Infine c’è un nuovo numero musical, La Borinqueña, che è l’inno portoricano
scritto nel 19° secolo dopo una delle prime grandi rivolte popolari per
l’indipendenza del paese nel 1868. Ma è anche, e soprattutto, una danza, di
suoni, musica e colori, dove la fotografia di Janusz Kaminski crea uno
spettacolo pirotecnico tra riflessi sul pavimento, le ombre sul lenzuolo nel
bacio tra Bernardo e Anita (il cinema dietro lo schermo), le luci che si
riflettono nell’acqua o l’immagine di Maria (bravissima Rachel Zegler, al suo
primo film, nel ruolo che è stato di Natalie Wood) davanti allo specchio mentre
si mette il rossetto.
West Side
Story è pura magia. Violento ed emozionante. C’è la versione originale
con tutto il cuore di Spielberg con la passione che, nei celebri numeri Maria e
Tonight – con Tony che si arrampica sul balcone e tutta la seduzione e la
passione sono filmati con i volti separati dalla griglia della scala che li
tiene separati – divampa e diventa incontrollabile. Spielberg mostra lo stupro
e la morte come in un film di guerra, dialoga continuamente con il film
precedente anche con il il corpo di Rita Moreno che nel film di Wise-Robbins
era stata premiata come miglior attrice non protagonista per il personaggio di
Anita e qui invece interpreta Valentina, la proprietaria del negozio dove
lavora Tony che sostituisce il personaggio di Doc nella versione del 1961. Ma
poi lascia riemergere la storia dall’ombra come Lincoln, ritrova l’euforia del
genere con i cocomeri sganciati dal camion dove gli oggetti giocano e ballano
come in un film di Gene Kelly e Stanley Donen.

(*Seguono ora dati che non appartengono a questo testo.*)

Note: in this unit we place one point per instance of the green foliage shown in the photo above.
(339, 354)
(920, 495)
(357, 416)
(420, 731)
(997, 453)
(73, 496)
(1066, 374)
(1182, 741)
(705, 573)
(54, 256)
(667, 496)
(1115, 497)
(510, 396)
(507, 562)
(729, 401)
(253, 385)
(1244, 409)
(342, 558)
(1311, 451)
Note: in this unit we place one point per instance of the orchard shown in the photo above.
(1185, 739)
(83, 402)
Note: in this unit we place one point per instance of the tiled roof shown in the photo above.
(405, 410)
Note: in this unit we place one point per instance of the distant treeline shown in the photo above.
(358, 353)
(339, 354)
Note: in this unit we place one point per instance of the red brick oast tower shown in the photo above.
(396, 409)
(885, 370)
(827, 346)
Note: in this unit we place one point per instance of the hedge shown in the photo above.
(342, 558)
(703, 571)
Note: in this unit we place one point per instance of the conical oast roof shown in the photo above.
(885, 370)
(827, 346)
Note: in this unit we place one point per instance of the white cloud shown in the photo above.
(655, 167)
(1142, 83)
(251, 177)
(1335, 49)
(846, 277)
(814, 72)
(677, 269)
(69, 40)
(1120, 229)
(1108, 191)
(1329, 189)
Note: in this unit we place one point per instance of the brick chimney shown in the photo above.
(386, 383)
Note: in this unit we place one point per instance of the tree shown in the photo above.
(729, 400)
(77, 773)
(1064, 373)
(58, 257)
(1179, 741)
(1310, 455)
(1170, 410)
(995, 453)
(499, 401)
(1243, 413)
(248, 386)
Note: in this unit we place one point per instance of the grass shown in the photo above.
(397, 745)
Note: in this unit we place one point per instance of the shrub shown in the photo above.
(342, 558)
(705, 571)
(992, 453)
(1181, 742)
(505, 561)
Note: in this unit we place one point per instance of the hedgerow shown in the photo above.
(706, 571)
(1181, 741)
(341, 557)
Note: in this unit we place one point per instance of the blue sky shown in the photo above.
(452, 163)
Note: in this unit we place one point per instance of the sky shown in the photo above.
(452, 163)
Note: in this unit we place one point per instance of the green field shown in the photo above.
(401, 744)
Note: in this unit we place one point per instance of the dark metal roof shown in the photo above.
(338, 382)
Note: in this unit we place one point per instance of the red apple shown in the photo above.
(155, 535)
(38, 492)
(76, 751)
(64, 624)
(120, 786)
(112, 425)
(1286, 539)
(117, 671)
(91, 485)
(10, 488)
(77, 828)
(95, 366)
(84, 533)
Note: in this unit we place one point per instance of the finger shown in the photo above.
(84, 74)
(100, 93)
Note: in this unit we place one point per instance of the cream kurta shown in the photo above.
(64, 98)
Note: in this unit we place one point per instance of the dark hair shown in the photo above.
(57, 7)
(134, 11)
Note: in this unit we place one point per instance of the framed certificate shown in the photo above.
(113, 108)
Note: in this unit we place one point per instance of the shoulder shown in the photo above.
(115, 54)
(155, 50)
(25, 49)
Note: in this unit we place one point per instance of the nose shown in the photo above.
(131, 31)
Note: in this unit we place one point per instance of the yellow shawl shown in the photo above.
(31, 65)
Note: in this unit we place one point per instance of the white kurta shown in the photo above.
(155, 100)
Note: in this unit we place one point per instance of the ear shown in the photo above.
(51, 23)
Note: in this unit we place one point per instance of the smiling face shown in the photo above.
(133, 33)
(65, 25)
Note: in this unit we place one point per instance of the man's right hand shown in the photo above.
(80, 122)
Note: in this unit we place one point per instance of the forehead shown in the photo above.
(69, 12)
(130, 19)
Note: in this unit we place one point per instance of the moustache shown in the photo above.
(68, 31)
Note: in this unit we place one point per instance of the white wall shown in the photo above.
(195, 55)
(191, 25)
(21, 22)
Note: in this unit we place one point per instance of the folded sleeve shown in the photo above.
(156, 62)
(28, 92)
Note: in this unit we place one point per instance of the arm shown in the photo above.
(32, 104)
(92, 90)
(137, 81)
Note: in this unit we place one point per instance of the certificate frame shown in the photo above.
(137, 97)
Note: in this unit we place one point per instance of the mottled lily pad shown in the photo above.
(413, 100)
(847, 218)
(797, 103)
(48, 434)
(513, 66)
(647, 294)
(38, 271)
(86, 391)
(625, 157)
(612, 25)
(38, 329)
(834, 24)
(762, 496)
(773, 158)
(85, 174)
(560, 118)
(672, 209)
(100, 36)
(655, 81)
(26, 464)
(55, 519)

I protagonisti potrebbero uscire dallo schermo e ballare con
noi, a cominciare da Ansel Elgort che ci sposta da una direzione all’altra come
al volante di Baby Driver. Tra ombra e
luce, desiderio e malinconia, West Side Story è uno dei più bei musical di
sempre. Non è più un omaggio al genere, non si tratta di nessuna esercitazione.
Sono tutti i sogni di Spielberg bambino che si mescolano con quelli dei suoi
personaggi bambini. Così il cinema più serio e politico del regista e quello
più giocoso e infantile trovano stavolta l’abbraccio più bello.